Note that the timing analysis that is made on behalf of set_max_delay and set_min_delay doesn't depend on the clock period. Hence if the clock's frequency is changed, the same numbers are used while the tools enforce these constraints. By contrast, the calculations for set_input_delay and set_output_delay depend of the clock's frequency.
A dependency of the I/O timing constraints on the clock's frequency can be an advantage or a disadvantage, depending on the circumstances. If the timing constraints are written based upon the timing parameters of the external component (and the interface is system synchronous), it's probably better to rely on set_input_delay and set_output_delay: These constraints will remain correct even when the clock's frequency changes. However, when the intention of the timing constraints is to force the tools to make certain choices (e.g. to use IOB registers), set_max_delay and set_min_delay are more likely to be suitable.
One possible motivation for a timing constraint is to ensure that the FPGA tools do whatever it takes to achieve the minimal possible delay to or from the I/O port. This usually means to use the IOB register.
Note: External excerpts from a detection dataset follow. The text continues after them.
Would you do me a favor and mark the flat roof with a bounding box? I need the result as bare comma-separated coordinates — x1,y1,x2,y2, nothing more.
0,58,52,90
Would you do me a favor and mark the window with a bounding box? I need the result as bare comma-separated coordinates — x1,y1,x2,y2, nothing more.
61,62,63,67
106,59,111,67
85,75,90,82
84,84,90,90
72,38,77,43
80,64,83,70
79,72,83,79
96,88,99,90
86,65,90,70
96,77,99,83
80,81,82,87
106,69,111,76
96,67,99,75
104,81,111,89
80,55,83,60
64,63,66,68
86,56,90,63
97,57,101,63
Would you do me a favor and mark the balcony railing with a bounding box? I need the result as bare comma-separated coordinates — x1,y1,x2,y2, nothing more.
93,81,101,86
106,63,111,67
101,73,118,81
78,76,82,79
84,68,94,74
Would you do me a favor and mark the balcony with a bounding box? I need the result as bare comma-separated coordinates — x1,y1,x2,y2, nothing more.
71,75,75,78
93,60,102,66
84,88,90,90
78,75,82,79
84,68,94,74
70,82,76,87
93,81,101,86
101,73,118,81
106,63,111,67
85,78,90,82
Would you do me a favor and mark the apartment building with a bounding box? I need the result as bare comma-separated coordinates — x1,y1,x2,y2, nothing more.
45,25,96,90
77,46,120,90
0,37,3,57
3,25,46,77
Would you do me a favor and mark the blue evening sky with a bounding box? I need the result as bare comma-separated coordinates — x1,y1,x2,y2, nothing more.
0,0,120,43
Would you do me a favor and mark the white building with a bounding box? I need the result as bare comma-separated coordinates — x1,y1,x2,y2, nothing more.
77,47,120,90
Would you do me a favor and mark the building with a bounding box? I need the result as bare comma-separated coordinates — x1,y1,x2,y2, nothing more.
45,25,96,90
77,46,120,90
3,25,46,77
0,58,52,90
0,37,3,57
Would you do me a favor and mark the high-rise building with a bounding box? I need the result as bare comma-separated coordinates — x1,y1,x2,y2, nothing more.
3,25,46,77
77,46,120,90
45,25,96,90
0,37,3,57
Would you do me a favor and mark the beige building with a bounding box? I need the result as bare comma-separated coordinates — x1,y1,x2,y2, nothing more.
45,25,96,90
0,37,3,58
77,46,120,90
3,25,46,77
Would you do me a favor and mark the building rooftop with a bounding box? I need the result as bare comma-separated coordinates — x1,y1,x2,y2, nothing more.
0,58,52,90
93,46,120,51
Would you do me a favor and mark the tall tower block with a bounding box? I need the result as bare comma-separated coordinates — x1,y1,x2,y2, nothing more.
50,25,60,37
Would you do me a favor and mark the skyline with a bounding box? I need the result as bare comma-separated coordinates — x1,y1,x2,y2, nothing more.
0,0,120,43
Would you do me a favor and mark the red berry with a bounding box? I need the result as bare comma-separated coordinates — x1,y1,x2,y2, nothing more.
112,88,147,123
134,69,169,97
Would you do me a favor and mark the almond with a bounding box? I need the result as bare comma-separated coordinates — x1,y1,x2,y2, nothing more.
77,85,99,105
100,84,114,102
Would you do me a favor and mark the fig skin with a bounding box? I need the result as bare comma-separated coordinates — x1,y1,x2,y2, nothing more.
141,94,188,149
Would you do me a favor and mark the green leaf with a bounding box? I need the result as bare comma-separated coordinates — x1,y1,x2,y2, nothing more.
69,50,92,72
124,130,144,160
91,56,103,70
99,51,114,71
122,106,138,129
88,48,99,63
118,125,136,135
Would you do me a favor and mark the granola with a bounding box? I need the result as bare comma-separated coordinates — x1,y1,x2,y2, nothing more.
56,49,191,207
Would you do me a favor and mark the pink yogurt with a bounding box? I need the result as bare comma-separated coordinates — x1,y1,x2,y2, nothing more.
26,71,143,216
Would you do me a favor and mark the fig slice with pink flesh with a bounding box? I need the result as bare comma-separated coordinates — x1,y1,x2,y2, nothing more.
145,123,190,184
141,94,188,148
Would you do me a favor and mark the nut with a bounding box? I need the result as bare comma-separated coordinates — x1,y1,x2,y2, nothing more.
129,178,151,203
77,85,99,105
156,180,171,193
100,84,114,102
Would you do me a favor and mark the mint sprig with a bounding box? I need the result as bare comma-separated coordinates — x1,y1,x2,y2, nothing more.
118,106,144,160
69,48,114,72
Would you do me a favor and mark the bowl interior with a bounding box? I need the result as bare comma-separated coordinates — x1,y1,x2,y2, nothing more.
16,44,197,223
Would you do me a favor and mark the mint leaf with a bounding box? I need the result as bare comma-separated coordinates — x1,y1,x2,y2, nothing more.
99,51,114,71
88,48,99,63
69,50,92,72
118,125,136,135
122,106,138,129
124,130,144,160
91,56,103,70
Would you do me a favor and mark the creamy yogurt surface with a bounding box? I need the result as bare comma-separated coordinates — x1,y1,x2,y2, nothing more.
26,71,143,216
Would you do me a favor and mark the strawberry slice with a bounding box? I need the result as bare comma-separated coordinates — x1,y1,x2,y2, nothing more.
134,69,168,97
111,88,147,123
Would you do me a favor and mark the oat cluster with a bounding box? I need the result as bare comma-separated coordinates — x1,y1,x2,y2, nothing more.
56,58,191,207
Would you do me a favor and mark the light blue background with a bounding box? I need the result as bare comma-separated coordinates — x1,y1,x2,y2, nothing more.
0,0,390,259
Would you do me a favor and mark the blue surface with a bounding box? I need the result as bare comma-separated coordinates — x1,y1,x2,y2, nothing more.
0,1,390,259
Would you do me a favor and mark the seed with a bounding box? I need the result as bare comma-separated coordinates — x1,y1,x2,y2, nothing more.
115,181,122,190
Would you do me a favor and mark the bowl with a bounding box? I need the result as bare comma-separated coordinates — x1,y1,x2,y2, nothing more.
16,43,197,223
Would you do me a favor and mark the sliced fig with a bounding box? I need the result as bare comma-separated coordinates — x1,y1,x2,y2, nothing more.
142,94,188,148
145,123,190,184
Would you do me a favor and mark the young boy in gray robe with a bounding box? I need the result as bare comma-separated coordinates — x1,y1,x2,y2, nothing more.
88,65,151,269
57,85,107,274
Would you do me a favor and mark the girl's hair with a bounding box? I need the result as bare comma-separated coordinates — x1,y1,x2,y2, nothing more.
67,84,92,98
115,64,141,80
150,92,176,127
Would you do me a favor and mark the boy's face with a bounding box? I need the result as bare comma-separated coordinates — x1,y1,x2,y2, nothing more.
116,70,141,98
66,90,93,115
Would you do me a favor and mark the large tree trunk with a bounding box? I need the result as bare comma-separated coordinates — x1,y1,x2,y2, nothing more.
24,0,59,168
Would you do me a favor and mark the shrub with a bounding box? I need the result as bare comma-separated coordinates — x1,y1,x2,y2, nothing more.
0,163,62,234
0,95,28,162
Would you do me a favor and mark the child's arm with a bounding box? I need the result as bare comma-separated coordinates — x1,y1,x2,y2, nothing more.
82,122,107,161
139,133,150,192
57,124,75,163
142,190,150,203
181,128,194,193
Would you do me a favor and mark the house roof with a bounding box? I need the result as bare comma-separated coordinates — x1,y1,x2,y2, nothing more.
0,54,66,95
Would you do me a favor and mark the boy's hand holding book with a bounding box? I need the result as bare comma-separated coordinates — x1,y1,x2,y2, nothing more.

This can also mean avoiding the insertion of an extra delay between an input port and the flip-flop (the tools may do in order to meet the thold requirement with a better margin).
When a timing constraint is used for this purpose, there is no specific delay that is a goal. The idea is to prevent the tools from doing anything else than achieving the best possible result. If the FPGA tools support -datapath_only, it's better to use set_max_delay with this option. This completely eliminates the clock delay path from the calculation, so only the delay between the I/O port and the flip-flop is taken into account. This way, the timing constraint's requirement accurately corresponds with its purpose: To control the delay between the flip-flop and the I/O pin.
This is a simple example for Vivado:
set_max_delay -datapath_only -from [get_ports test_in] 2 set_max_delay -datapath_only -from [all_registers] \ -to [get_ports test_out] 3
But what's the purpose of the part that says "-from [all_registers]"? Why is there a need for a "-from"? The short answer is that Vivado refused to accept this command without a "-from" part. There was no similar requirement on the command regarding the input port.
The timing reports with datapath_only are at the bottom of the page with the examples.
set_input_delay and set_output_delay are often considered as the preferred commands for I/O timing constraints. Indeed, this is usually the correct choice when the interface is system synchronous. In other scenarios it may be worth to consider using set_max_delay and set_min_delay instead, as they may better reflect the required limitations on the I/O port's timing.